Janet Fletcher's Wine Country Table Is A Classic Compendium Of Sustainable California Food And Wine

Vineyards at Goldeneye in the Anderson Valley (Mendocino, California).

How does a recipe book, or any exploration of culinary geography, become an instant classic? Janet Fletcher's Wine Country Table: With Recipes that Celebrate California’s Sustainable Harvest (in collaboration with Wine Institute, Rizzoli, 2019) manages to do just that by capturing the essence of California food and wine with this immersive, precise visual odyssey (photos by Robert Holmes and Sara Remington) that deftly balances stories past and present with food and wine pairing to invoke the sense of place that California's wine-producing regions offer us.

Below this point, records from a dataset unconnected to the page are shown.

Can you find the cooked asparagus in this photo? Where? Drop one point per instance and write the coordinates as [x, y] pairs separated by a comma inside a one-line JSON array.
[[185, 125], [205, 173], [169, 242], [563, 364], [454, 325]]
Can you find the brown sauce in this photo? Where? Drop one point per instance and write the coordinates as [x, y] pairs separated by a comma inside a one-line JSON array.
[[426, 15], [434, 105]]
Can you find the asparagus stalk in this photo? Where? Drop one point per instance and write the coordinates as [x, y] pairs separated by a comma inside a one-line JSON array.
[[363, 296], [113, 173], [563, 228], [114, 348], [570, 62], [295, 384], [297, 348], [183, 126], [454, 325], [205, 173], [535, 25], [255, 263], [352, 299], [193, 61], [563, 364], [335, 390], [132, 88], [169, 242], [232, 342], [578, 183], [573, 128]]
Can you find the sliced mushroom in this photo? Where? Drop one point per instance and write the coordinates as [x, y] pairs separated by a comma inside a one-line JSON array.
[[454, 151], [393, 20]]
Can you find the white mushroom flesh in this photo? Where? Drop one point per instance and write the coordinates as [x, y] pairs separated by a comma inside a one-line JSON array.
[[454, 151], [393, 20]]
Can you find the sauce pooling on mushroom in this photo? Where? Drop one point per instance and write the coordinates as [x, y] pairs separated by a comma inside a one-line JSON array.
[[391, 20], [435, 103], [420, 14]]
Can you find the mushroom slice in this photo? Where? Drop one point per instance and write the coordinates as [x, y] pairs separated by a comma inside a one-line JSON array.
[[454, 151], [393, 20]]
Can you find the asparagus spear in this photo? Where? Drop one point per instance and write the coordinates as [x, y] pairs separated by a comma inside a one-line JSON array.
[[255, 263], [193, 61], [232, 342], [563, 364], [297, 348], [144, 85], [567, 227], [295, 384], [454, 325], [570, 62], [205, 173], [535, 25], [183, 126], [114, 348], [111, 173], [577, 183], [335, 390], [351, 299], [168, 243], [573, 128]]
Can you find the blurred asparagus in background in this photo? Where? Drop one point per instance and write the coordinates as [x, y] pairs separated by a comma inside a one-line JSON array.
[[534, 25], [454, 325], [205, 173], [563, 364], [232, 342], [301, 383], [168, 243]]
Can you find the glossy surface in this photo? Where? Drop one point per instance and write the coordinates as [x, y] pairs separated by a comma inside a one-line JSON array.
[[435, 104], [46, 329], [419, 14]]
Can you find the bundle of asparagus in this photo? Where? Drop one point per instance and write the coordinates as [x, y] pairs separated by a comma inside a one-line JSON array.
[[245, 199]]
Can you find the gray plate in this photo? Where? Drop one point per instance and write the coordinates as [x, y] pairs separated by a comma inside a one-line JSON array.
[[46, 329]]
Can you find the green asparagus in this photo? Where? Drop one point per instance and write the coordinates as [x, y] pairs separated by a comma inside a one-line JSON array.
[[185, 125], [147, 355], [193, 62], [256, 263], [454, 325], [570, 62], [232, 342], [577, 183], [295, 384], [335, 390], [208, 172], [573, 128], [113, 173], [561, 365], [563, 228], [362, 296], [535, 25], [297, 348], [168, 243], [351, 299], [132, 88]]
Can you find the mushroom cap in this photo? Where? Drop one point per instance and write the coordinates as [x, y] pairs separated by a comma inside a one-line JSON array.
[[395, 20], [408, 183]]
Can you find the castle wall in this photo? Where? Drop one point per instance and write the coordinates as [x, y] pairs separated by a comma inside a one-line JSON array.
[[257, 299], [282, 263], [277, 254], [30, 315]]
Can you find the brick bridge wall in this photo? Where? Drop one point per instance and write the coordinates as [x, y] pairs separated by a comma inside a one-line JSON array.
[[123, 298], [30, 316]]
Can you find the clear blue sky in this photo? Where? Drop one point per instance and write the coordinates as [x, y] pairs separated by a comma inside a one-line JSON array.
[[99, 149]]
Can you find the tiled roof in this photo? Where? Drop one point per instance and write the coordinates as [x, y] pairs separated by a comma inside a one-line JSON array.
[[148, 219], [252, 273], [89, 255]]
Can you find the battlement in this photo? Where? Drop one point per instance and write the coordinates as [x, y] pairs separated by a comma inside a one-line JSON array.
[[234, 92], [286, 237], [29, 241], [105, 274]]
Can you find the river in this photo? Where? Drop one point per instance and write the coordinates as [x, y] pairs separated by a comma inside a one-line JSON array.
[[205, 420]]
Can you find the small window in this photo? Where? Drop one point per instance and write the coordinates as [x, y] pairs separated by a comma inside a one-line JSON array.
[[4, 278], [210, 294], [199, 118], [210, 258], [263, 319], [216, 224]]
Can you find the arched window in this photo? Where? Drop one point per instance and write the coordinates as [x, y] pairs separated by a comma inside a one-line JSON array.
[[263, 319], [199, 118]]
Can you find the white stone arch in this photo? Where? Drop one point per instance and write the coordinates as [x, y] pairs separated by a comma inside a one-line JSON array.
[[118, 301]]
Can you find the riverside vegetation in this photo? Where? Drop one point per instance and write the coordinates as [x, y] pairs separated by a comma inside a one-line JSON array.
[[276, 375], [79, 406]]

© Wine Country Table: With Recipes that Celebrate California’s Sustainable Harvest

Wine Institute, Rizzoli, 2019

The book is organized by larger geographical areas from north to south (North Coast, Sierra Foothills, Inland Valleys, Central Coast, Southern California) and covers 23 wineries and farms, all told. Each section is a deep dive into the wines, the foods harvested there, and recipes you can make at home. Sustainability is a narrative throughline: Fletcher looks at the challenges each producer confronts in the face of climate change and economic struggle with a holistic approach to the core questions of resource conservation, growing business responsibly, and contributing to community.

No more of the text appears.